Esse é um adjetivo que cai como uma luva branca nas mão pretas do Mickey Mouse para resumir o verão em Amsterdam (Amsterdã em português brasileiro). Famosa pelos canais, o grande porto (Have van), os museus fantásticos e, obviamente, pela zona da pouca vergonha, o Distrito da Luz Vermelha (Red Light District), a cidade é muito agradável. Cheguei por volta das 15 horas e, como bom turista espírito de porco, arrumei minhas trouxas, peguei um mapa e saí andando (e desviando habilmente das bikes assassinas) pelas ruas da cidade também conhecida pela excelência na logística.

Como o Stayokay hostel é vizinho do Vondelpark, só tive que atravessar a rua (olhando para os dois lados para não ser atropelado por uma Cecizona) e cair no mundo mágico de um parque holandês. Lotado de gente de todas as faixas etárias, o Vondelpark tem estátuas, lagos, coretos e um espaço para shows (onde estava rolando a tal festa da Macumba cheia de gringos dançando música latina).

Saravá

Saravá

Além dos bikers, encontra-se muitos patinadores, skaters e jovens jogando uma bola, além do clássico piquenique e o churrascão de parquinho (só faltou o pagode do Raça Negra). Um detalhe interessante é que um deputado holandês propôs a liberação de sexo no parque durante à noite. A lei não virou realidade e tampouco vi moitas se mexendo por lá.
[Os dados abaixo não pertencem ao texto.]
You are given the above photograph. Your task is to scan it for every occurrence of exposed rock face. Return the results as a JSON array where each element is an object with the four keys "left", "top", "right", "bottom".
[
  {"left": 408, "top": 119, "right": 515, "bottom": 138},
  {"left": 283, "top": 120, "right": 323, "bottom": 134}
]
Meu próximo passo foi conhecer o famoso letreiro I Amsterdam. Cheguei lá meio que sem querer. Como estava sozinho, pedi que alguém fizesse alguma foto minha por motivos turísticos farofeiros.

Coladinho ao letreiro, existe a loja do Museu Van Gogh. Na mesma praça, há um belo chafariz e lindas obras modernas. Andando mais um pouco, chega-se a outro belo parque e ao Van Gogh Museum. Neste parque, fiz um piquenique solitário, dormi, conheci um casal de jovens holandeses super bacana e seu cachorrinho branco, usei o Facebook (tem wi-fi gratuito do museu) e cliquei um rapaz hippie namorando uma árvore.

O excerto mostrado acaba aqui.